Facts About Video Game Funding and Financing

Facts About Video Game Funding and Financing
source: finance-monthly.com

There are several types of investors for video game development. A non-specialized investor focuses on a specific market, focusing on a quick return on investment. They have a limited understanding of game pricing and are more concerned with the final result.

It takes work to fund your game; this content guide from the professionals like Xsolla explains everything you need to do to get started.

Table of Contents

Subscription streaming services

Subscription streaming services are a new way to watch and play video games. In theory, subscription services could be a more cost-effective way to distribute content than traditional methods. Original content is significant in this context, as it can lock down exclusive titles, allowing for a more competitive market. Sony and Microsoft have subscription streaming services, while Alphabet, Apple, and Amazon are all rumored to be working on their subscription services.

Major game publishers are jumping on the subscription streaming bandwagon. Amazon’s new service will make modern games available for less powerful devices. And Google is rumored to get top-tier games to run on the Chrome web browser. If these services continue to evolve, subscription gaming may be the future of video game development.

Equity financing

Obtaining video game development funding is a challenge. Unlike other businesses, video games are high-risk investments and often unsuitable for conventional financing. Traditional funding focuses on companies that can generate income immediately. However, video game development requires innovative solutions that take years to create. As such, it is essential to seek expert advice to secure the best funding.

Depending on the type of video game development, you may want to consider either debt or equity funding. Although debt financing is a better option for mobile games, equity financing allows game developers to keep creative control and intellectual property. In other words, an equity-based funding model is a long-term partnership.

Debt financing

Video game developers often use debt financing to fund their projects. However, these loans are not without their risks. They come with interest charges and arrangement fees. These charges can significantly reduce the available cash for the game’s development.

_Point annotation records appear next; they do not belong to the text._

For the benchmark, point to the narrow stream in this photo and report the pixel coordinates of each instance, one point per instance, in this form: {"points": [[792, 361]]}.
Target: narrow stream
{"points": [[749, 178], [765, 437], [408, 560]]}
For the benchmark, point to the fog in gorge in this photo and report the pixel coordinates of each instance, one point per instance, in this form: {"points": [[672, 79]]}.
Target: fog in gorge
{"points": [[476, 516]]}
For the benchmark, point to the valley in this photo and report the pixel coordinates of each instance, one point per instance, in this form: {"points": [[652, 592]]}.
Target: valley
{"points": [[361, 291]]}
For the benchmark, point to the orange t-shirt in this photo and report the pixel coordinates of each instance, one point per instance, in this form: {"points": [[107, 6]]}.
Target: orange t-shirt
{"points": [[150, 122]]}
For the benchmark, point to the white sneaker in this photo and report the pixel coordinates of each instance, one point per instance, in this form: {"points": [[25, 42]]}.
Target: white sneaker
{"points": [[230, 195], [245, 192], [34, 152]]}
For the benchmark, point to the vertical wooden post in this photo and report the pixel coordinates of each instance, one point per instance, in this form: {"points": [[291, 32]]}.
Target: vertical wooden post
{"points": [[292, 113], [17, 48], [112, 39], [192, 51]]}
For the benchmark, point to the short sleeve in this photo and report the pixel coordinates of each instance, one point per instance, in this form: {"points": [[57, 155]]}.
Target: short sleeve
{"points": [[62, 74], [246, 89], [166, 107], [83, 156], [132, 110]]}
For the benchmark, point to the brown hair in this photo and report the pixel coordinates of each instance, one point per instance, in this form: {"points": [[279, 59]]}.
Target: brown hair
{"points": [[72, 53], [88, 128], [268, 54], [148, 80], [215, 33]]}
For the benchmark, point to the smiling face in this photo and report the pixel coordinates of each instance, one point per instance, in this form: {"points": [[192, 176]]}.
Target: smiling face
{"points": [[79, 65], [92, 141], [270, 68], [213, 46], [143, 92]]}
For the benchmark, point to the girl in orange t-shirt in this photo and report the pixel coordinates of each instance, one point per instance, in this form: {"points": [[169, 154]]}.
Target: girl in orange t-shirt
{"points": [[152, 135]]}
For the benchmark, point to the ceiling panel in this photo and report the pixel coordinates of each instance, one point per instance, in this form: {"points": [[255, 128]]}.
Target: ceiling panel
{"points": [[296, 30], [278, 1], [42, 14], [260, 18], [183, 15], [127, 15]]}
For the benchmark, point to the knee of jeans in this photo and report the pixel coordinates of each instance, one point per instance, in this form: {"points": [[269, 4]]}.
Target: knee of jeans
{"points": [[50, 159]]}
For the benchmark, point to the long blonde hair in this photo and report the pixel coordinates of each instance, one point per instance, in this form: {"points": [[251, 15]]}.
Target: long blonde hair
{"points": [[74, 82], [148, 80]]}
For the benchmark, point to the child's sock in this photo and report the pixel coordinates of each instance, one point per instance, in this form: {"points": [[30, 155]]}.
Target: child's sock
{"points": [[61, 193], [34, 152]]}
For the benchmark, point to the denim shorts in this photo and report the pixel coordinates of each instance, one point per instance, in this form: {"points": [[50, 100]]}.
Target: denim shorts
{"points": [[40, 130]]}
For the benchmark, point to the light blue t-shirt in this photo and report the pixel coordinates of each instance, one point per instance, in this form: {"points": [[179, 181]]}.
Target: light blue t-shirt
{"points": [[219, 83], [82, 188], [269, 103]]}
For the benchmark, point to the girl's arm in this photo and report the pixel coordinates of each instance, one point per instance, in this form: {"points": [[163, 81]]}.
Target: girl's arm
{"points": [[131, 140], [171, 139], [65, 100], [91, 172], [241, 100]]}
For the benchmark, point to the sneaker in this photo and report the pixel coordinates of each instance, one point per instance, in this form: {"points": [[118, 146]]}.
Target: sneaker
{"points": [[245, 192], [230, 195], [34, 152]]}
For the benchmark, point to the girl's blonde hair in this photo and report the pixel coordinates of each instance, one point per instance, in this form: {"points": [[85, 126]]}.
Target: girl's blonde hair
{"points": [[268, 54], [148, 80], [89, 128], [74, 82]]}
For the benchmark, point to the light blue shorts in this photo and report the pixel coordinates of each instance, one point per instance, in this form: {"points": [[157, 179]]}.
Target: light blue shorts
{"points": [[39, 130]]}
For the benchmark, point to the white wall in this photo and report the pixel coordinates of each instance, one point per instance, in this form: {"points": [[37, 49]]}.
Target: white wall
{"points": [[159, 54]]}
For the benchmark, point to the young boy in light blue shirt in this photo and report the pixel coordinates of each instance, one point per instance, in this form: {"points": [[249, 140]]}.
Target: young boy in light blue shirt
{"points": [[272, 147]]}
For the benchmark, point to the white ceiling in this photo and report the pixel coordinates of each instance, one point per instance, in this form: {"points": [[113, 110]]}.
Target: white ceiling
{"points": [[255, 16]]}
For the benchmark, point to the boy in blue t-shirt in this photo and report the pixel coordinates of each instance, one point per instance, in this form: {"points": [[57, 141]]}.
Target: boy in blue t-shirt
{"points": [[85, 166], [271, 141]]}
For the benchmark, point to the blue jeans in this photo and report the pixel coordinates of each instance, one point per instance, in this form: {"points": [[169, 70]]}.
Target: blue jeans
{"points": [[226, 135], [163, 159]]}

Additionally, debt financing is more challenging to secure than equity funding, as it is often considered riskier for game developers.

In some cases, developers use publisher financing to fund their projects. This type of financing is usually better suited to PC and console games as these games require a substantial support infrastructure after release. However, publishers prefer developing social games in-house rather than hiring outside developers. In these cases, a development studio without access to alternative funding sources will not be able to take advantage of the burgeoning market for social games.

Grant funding

The National Endowment for the Arts has expanded its video game grants to include interactive works of art. These programs aim to harness video games’ power to address pressing issues. To this end, the organization sponsors ongoing programs, workshops, and consulting services that assist game developers in developing social issue games. It also maintains a social and material-world network for regional funders to share ideas and collaborate on projects. At its flagship annual festival, the group organizes a session for game developers to seek grant funding.

The gaming industry provides much of the funding for these programs. The funds will also support education, media creators, and tool developers. To apply, game developers should follow the easy and detailed application process.


Video game development is not cheap or easy, and even a modest game requires much attention, hard work, and funding. Thankfully, there are many ways to finance and get your game out into the world. Self-funding is one of the most common ways to make a game, but there are also disadvantages to this method of funding.

First of all, video game development is a risky business. It requires careful planning, development, and marketing. As a result, most video games are unsuccessful, despite the significant investment they need. In the past, big studios such as Sega and Nintendo would provide funding, but now developers have to find their budget.